Галина Щербакова - Мандариновый год
Алексей Николаевич стал ему рассказывать, но не про станки, а про звонок в партком и про то, что туда вызывали Вику.
– Земля горит, – сказал приятель. – За три месяца вы не разведетесь, это точно, тем более не решите ничего с квартирой. Я б на вашем месте ушел пока в подполье. Пока у Вики не решатся ее дела.
– Ну нет! – возмутился Алексей Николаевич. – После этих пакостей? Я как раз собирался говорить с Анной окончательно.
– Ну и идиот, – повторил недавно услышанное приятель. – Все надо наоборот. Потушить страсти.

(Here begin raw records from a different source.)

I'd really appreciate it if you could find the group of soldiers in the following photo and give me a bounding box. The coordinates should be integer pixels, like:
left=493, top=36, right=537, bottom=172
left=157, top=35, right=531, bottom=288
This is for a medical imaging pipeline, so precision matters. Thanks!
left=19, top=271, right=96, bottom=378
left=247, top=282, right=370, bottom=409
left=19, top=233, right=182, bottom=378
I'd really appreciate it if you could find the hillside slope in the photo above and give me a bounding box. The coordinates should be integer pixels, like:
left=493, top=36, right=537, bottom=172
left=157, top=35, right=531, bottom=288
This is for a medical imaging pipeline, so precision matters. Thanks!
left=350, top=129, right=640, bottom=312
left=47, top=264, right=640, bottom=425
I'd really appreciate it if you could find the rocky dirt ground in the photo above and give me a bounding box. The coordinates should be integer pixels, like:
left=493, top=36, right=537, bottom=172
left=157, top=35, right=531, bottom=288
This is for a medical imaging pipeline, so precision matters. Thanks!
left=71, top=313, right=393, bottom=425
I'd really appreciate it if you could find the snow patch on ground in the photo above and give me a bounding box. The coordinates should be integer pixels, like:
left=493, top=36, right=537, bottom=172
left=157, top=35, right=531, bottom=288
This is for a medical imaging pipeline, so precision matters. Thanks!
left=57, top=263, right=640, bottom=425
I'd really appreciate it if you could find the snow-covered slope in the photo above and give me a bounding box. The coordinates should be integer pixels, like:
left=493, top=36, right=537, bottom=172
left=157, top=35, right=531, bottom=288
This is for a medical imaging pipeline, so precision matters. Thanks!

Никто не дурак, чтобы думать, что у вас все наладится, но мирным сосуществованием с Анной ты поможешь людям не выступать против Вики. Замри и ляг. Можешь вести мелкую прицельную обработку, но только так, чтобы никаких больше звонков. Знаешь что? Прикинься больным. Больные решения не принимают.
– Это подло, – сказал Алексей Николаевич.
– Конечно, – сказал приятель. – Но нельзя в твоей ситуации быть хорошим для той и другой. Тебе надо, чтобы у Вики было о’кей. Так?
– Да, – согласился Алексей Николаевич. – Безусловно.
– Замри и ляг… – повторил приятель. – Тебе все будут благодарны за отсутствие склочного дела.
– Как же я должен себя вести?
– «Ай, ай, ай, Анюта! – скажешь ты дома. – Зачем же ты меня провоцируешь, если я еще ничего не решил?» – «А ты решай!» – завопит она. – «Быть бы живу!» – скажешь ты и ляжешь на три месяца.
– Обман, притворство… Не могу!
– Так только говорится! – философски сказал приятель. – Все не могут и опять же – все могут. Потому что такая жизнь: хочешь нарушать, умей бегать.
От разговора с приятелем отвращение ко всему сущему настолько увеличилось, что Алексей Николаевич вдруг поймал себя на мысли, что он и Вику видеть не хочет, не то что Анну, что ему ничего не надо, оставили бы его все в покое. В этом смысле совет заболеть, может, и был стоящ… И тут заныло сердце, и то, что оно, единственное, болело на самом деле, а значит, было нефальшиво, вызвало у него такую жалость к себе самому, что хоть плачь…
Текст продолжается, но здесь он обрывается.